The City Centre Airport shows a distinct Urban Heat Island Effect (UHI) compared to my backyard records and is usually another several degrees warmer at night than the International Airport (records to 1961) in the countryside south of town. However, a long stretch of subzero days in the first half of October is unprecedented in the last 48 years at the International Airport (which opened in 1960 - presumably the fields where the airport would be in 1959 would have had the same cold stretch as Downtown in 1959). So, why all this harping on cold? Well, the ground is frozen and I’m still waiting for my Dutch Spring bulb order!
One could argue that a Home Bug Gardener would be better planting native, rather than exotic bulbs. After all aren’t native plants good and alien plants bad (or at least suspect)? Alas, the native-alien divide is one of those twilight zones where the science becomes gray and shadowed by politics and beliefs trump facts. My Australian instilled aversion to invaders is still trying to come to grips with Alberta’s recently deglaciated landscape awash with relatively recent invaders. But whichever side of the invasive species controversy I eventually come down on, science or xenophobia, I know that after the long nasty winters here, I need some cheerful flowers as early in the Spring as possible.

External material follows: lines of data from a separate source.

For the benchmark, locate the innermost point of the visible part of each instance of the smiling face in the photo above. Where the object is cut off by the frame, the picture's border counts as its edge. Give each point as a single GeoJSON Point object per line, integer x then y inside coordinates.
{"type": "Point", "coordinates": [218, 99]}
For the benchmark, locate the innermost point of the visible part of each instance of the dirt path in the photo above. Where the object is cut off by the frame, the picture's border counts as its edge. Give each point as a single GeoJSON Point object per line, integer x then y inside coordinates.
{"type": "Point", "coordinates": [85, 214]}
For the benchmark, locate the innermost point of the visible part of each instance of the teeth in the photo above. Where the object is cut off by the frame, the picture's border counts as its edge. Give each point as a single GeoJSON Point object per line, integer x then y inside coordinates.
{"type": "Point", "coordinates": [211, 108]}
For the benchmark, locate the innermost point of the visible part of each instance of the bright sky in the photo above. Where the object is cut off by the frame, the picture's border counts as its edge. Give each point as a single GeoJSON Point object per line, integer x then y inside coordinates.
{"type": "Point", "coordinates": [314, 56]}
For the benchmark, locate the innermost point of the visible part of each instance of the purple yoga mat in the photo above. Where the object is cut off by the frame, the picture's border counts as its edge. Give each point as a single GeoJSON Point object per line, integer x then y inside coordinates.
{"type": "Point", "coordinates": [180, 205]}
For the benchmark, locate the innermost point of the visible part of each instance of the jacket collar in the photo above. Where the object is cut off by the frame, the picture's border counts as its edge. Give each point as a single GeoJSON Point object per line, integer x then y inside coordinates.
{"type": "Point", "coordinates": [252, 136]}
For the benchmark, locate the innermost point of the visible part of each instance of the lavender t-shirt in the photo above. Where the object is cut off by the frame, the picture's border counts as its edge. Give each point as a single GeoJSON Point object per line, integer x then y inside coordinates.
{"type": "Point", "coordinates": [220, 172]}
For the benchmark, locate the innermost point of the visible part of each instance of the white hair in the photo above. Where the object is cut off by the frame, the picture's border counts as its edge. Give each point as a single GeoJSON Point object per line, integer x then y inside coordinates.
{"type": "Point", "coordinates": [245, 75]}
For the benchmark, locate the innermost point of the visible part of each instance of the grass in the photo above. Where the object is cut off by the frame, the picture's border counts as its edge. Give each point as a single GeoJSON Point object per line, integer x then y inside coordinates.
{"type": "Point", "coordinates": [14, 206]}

So what does Alberta have to offer in the way of native bulbs?
To answer that question, of course, one has to first define ‘bulb’ (‘Alberta’ being well defined and ‘native’ seems okay when not scrutinized). Bulb does have a reasonably precise technical definition relating to food-filled underground shoots and leaves, but after the botany final exam is over, no one seems to adhere to the limited concept, but instead embraces any underground storage organ that looks bulbish to them. To avoid more confusion than is necessary, my definition of a bulb is anything listed in the bulb bible: “Bulbs” Revised Edition 2002 by John E. Bryan (Timber Press, Portland OR). So tubers, corms, rhizomes, and some fat roots qualify.

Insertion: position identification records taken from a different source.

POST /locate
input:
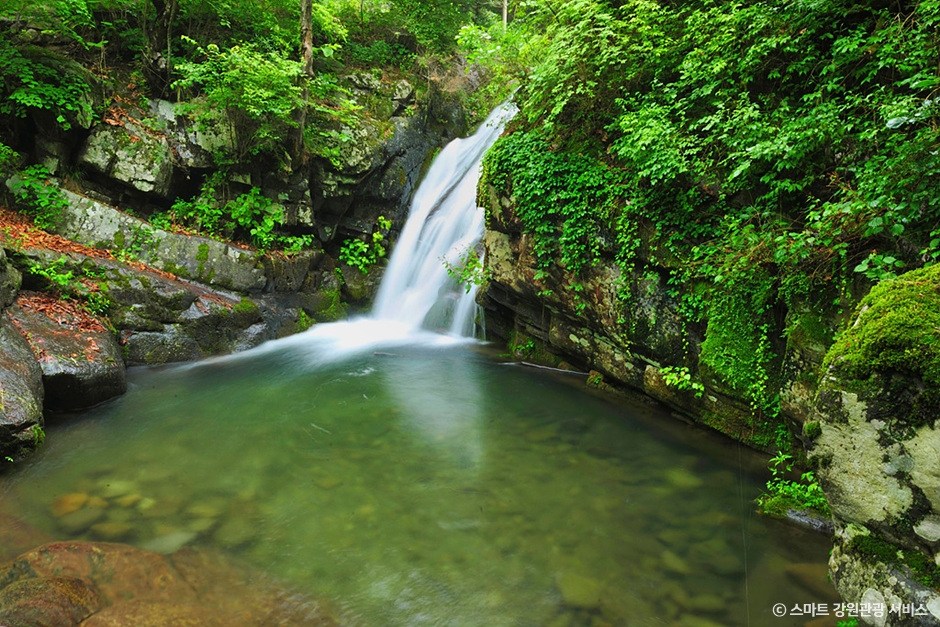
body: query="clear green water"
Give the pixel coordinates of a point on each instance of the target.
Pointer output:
(430, 488)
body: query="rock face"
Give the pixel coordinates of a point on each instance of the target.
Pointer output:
(21, 394)
(208, 261)
(80, 359)
(591, 327)
(131, 155)
(879, 447)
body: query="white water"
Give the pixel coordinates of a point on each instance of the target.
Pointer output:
(418, 303)
(444, 226)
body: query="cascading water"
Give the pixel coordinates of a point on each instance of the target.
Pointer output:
(417, 298)
(444, 227)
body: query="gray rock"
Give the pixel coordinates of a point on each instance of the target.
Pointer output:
(204, 260)
(194, 143)
(22, 394)
(80, 367)
(131, 155)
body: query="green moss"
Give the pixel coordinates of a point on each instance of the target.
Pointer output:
(898, 331)
(876, 549)
(334, 310)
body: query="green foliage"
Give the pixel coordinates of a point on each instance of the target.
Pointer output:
(363, 255)
(784, 494)
(470, 270)
(873, 547)
(681, 379)
(39, 195)
(256, 92)
(898, 332)
(34, 80)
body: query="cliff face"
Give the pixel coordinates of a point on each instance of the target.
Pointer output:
(866, 408)
(629, 328)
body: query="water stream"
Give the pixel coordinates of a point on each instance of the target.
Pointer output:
(415, 479)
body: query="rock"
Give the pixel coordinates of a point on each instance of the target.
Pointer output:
(114, 488)
(578, 590)
(17, 537)
(68, 503)
(79, 521)
(131, 155)
(162, 614)
(235, 532)
(169, 542)
(194, 144)
(81, 365)
(48, 602)
(205, 260)
(112, 531)
(21, 384)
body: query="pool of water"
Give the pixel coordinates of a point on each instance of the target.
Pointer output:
(431, 486)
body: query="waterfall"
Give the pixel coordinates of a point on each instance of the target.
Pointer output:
(418, 303)
(444, 226)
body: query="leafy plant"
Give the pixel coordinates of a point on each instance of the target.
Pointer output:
(362, 255)
(783, 494)
(42, 199)
(680, 378)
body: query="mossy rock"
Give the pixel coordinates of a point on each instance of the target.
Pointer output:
(897, 331)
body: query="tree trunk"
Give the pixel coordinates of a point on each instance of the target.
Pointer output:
(306, 58)
(159, 63)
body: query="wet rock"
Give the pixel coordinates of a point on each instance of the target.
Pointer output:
(169, 542)
(81, 365)
(157, 614)
(131, 155)
(48, 602)
(21, 383)
(79, 521)
(578, 590)
(112, 531)
(119, 572)
(199, 258)
(814, 578)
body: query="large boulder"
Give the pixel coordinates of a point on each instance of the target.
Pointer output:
(130, 154)
(877, 443)
(21, 395)
(80, 359)
(115, 585)
(208, 261)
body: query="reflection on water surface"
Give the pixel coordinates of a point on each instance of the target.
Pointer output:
(432, 487)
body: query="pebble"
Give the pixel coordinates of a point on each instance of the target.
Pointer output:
(169, 542)
(77, 522)
(68, 503)
(112, 531)
(113, 488)
(579, 590)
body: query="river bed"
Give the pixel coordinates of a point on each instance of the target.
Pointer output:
(429, 486)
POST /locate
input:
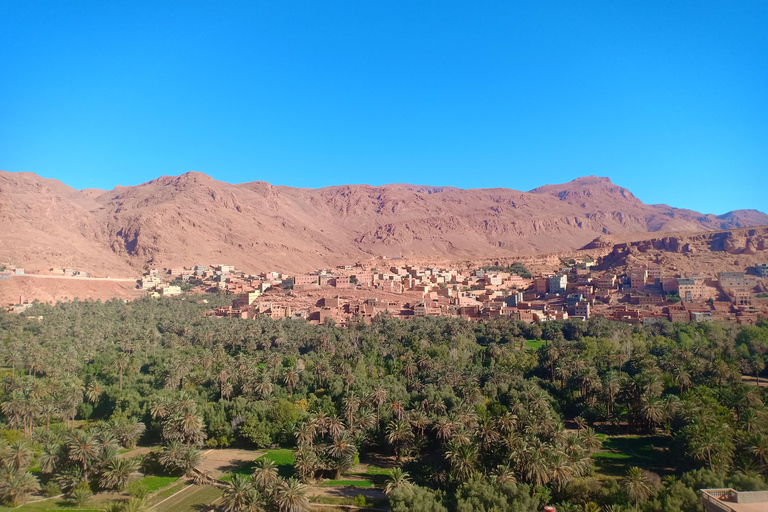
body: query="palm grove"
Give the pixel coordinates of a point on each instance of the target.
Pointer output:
(475, 420)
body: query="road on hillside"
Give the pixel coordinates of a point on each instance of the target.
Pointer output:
(46, 276)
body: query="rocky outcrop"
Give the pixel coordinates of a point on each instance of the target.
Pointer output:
(192, 218)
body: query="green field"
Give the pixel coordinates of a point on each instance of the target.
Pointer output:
(619, 453)
(193, 500)
(348, 483)
(155, 483)
(283, 458)
(534, 344)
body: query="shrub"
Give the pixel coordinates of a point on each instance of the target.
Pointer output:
(80, 494)
(138, 489)
(51, 489)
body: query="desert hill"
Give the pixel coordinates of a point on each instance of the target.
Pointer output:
(192, 218)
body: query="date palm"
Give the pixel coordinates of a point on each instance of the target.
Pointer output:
(265, 474)
(17, 485)
(637, 485)
(121, 363)
(292, 496)
(117, 473)
(399, 435)
(291, 380)
(93, 392)
(83, 446)
(239, 495)
(16, 455)
(379, 397)
(398, 479)
(463, 460)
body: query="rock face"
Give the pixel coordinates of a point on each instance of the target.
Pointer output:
(734, 241)
(192, 218)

Much to my surprise, I find that I have planted 4 Albertan true bulbs (Allium cernuum, Allium schoenoprasum [chives], Lilium philadelphicum, Camassia quamash), one AB ‘bulb’ (Maianthemum canadense), and three ‘bulbs’ from nearby areas that might reasonably have been expected to eventually make it to Alberta on their own (Iris setosa, Iris versicolor, Liatris spicata). That’s the good news. The bad news is that none of these plants is so foolish as to produce flowers in the earliest spring! In fact the Liatris (aka Blazing Star or Gayfeather) is sitting frozen in mid-bloom at the moment. No, spring colour is up to the 60-odd accessions (i.e. named species, varieties, or cultivars) of exotic alien bulbs – the vast majority of which do their best to add some early spring colour to the HBG.
Yes, it is true, the Home Bug Gardener has planted almost 10 times as many species/varieties of alien bulbs as of North American natives. I’m a bad, bad, bad native gardener, or at least not much of a purist. And that’s okay with me, because after 8 months of winter, I need to see something attractive in the garden, even if it is an evil alien. Not that these plants are especially bug-friendly. It is true that the bees and flies that are around will visit many of them, but not with the same fervour that they go after later bloomers. The earliest HBG bloomer, the native coltsfoot (Petasites palmatus), really is a bee magnet. But then again, so are many of the exotics that put in an appearance later in the Spring. The bees and bugs may be particular about what they feed on, but I don’t think they have any bias about country of origin.